Considering all the above deliberation, the ACA Ethics Committee strongly suggests that ethical professional counselors do not refer clients to someone who engages in conversion therapy or, if they do so, to proceed cautiously only when they are certain that the referral counselor fully informs clients of the unproven nature of the treatment and the potential risks and takes steps to minimize harm to clients (also see Standard A.2.b., “Types of Information Needed”). This information also must be included in written informed consent material by those counselors who offer conversion therapy despite ACA’s position and the Ethics Committee’s statement in opposition to the treatment. To do otherwise violates the spirit and specifics of the ACA Code of Ethics.
The takeaway seems to be that while it may be what the client asks for, any qualified practitioner of psychiatry or psychotherapy should know that what they’re asking for is harmful to them, and advise them otherwise. Maybe that’s the problem, though – because this week, Marcus Bachmann’s status as a qualified counselor is being called into question as well.

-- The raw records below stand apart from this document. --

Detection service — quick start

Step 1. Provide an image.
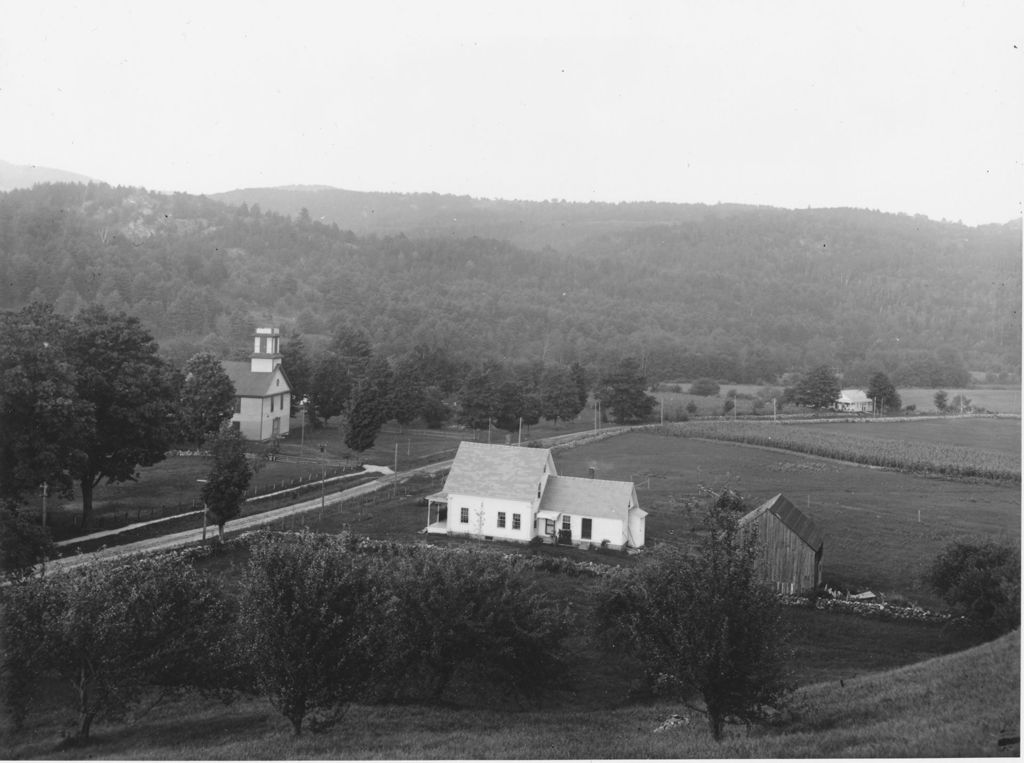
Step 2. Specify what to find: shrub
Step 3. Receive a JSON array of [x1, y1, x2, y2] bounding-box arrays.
[[928, 541, 1021, 636]]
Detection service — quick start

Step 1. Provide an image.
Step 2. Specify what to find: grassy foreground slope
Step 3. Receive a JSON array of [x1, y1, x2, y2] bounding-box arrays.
[[10, 632, 1020, 760]]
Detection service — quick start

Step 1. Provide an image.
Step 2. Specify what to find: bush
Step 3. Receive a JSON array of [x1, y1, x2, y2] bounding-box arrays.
[[928, 541, 1021, 636], [690, 378, 721, 397]]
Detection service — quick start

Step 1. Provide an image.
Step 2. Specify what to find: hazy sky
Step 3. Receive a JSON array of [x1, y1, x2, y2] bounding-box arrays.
[[0, 0, 1024, 224]]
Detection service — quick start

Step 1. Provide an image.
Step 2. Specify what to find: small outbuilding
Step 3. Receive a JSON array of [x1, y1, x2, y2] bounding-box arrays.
[[739, 493, 824, 593]]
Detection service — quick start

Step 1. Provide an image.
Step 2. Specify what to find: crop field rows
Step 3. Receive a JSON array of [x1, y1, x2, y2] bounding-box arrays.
[[651, 420, 1021, 482]]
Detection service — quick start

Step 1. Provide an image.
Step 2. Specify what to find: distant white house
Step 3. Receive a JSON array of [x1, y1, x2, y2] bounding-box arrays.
[[833, 389, 874, 413], [220, 329, 292, 441], [426, 442, 647, 549]]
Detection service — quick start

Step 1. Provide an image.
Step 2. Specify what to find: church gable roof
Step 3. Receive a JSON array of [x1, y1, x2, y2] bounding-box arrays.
[[220, 361, 292, 397]]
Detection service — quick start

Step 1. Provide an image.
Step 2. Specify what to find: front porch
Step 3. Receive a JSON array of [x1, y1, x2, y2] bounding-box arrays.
[[422, 492, 449, 536]]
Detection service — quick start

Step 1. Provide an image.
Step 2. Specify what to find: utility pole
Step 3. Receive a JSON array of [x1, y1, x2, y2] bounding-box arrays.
[[321, 442, 327, 511]]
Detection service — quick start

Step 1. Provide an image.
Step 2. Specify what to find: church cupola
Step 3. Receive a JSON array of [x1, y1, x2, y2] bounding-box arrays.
[[249, 329, 281, 374]]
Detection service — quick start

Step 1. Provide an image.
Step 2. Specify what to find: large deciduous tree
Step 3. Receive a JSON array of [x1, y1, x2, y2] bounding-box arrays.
[[202, 424, 253, 543], [867, 371, 903, 413], [0, 303, 93, 504], [178, 352, 234, 450], [65, 306, 175, 527], [598, 357, 656, 424], [788, 366, 841, 408], [598, 505, 787, 739]]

On his website, Marcus Bachmann describes himself as “Dr. Bachmann,” with a Ph.D. in Clinical Psychology from the Union Graduate School. But once some intrepid folks did a minor amount of internet research and grade school math, that story makes less sense. Based on the school’s curriculum and Bachmann’s bio, he couldn’t have gotten the degree he claims to have at the time he claimed to get it, and may have gotten it from a less than reputable institution anyways:
The Union Institute’s Ph.D. program came under scrutiny by the Ohio Board of Regents in the late 1990s early 2000s which culminated in its 2002 Reauthorization Report. As a result, The Union was put on probation, the Union Graduate School was dissolved and the Ph.D. program was restructured. Formerly the Union had offered one Ph.D. program in Arts and Sciences. Its name and focus were changed and two other doctoral programs were broken out… On his website Dr. Bachmann states he’s had 23 years experience. Simple math brings us to the year 1988. If Dr. Bachmann’s Ph.D. was completed prior to this date, he might have graduated from The Union Graduate School which offered ONLY a Ph.D. in Arts and Sciences. If he graduated later than 1986, then he would have graduated from The Union Institute (1986), or The Union Institute and University (2001) and his Ph.D. would have been in Interdisciplinary Studies. If in fact Dr. Marcus Bachmann graduated from this institute, whatever it was named at the time, he would not have graduated with a Ph.D. in Clinical Psychology. The ONLY doctorate in Clinical Psychology was offered after 2001, and the degree is a Psy.D. (Doctor of Psychology) and not a Ph.D. (Doctor of Philosophy).
Bachmann also doesn’t have a license to practice psychology in the state of Minnesota. The state of Minnesota doesn’t actually require a license to practice psychology (which, what??) but this seems less than ideal, and does little to inspire confidence in his adherence to any code of ethics.
It would be great if a candidate’s rampant homophobia and tacit approval of a deeply harmful and dangerous method of “fixing” gay people was enough to turn away voters. Since it seems clear that for many people it isn’t, however, maybe rampant dishonesty, misrepresentation and professional misconduct will.